Dynameomics: Mass annotation of protein dynamics and unfolding in water by high-throughput atomistic molecular dynamics simulations

David A C Beck, Amanda L. Jonsson, R. Dustin Schaeffer, Kathryn A. Scott, Ryan Day, Rudesh D. Toofanny, Darwin O V Alonso, Valerie Daggett

Research output: Contribution to journalArticlepeer-review

59 Scopus citations

Abstract

The goal of Dynameomics is to perform atomistic molecular dynamics (MD) simulations of representative proteins from all known folds in explicit water in their native state and along their thermal unfolding pathways. Here we present 188-fold representatives and their native state simulations and analyses. These 188 targets represent 67% of all the structures in the Protein Data Bank. The behavior of several specific targets is highlighted to illustrate general properties in the full dataset and to demonstrate the role of MD in understanding protein function and stability. As an example of what can be learned from mining the Dynameomics database, we identified a protein fold with heightened localized dynamics.
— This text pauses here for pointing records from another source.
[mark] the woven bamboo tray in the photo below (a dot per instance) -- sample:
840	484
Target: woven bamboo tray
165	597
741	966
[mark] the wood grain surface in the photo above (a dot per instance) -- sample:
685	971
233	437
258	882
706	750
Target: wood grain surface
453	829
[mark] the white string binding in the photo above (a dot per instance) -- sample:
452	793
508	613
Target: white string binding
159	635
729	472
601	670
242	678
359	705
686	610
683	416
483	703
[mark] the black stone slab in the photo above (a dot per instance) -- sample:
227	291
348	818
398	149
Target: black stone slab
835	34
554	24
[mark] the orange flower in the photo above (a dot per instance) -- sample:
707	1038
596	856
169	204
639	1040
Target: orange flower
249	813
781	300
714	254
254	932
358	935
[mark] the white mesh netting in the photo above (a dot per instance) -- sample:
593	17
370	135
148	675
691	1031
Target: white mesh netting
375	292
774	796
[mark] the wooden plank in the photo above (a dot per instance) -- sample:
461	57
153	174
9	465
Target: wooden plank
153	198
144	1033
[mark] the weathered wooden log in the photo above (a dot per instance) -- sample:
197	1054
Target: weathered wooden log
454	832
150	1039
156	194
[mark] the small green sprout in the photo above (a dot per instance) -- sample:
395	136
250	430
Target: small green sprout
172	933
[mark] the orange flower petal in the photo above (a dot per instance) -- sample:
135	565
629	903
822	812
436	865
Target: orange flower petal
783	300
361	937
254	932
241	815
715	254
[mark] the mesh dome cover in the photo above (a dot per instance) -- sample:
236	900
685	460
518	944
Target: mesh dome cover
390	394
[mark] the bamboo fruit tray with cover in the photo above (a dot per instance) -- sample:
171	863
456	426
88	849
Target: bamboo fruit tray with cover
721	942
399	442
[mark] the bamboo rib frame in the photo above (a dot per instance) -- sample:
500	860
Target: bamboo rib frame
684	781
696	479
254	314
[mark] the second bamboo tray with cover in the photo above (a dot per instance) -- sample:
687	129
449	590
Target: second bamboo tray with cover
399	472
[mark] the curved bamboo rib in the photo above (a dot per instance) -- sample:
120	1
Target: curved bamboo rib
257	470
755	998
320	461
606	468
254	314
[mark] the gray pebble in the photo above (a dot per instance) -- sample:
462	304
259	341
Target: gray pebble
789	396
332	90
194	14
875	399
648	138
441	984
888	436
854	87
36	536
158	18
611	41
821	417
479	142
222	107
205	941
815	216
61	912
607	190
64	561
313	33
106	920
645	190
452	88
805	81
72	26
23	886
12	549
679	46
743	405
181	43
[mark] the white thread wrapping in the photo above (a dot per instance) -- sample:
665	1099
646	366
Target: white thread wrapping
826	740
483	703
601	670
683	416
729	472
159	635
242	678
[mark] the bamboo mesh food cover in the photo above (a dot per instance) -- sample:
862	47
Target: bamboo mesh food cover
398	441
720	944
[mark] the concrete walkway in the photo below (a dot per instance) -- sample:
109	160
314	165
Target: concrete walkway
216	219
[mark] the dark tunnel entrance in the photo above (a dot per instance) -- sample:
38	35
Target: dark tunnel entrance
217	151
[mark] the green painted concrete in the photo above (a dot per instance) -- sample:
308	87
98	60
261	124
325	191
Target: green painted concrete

In one member of this fold family, the motion affects the exposure of its phosphorylation site and acts as an entropy sink to offset another portion of the protein that is relatively immobile in order to present a consistent interface for protein docking. In another member of this family, a polymorphism in the highly mobile region leads to a host of disease phenotypes. We have constructed a web site to provide access to a novel hybrid relational/multidimensional database (described in the succeeding two papers) to view and interrogate simulations of the top 30 targets: http://www.dynameomics. org. The Dynameomics database, currently the largest collection of protein simulations and protein structures in the world, should also be useful for determining the rules governing protein folding and kinetic stability, which should aid in deciphering genomic information and for protein engineering and design.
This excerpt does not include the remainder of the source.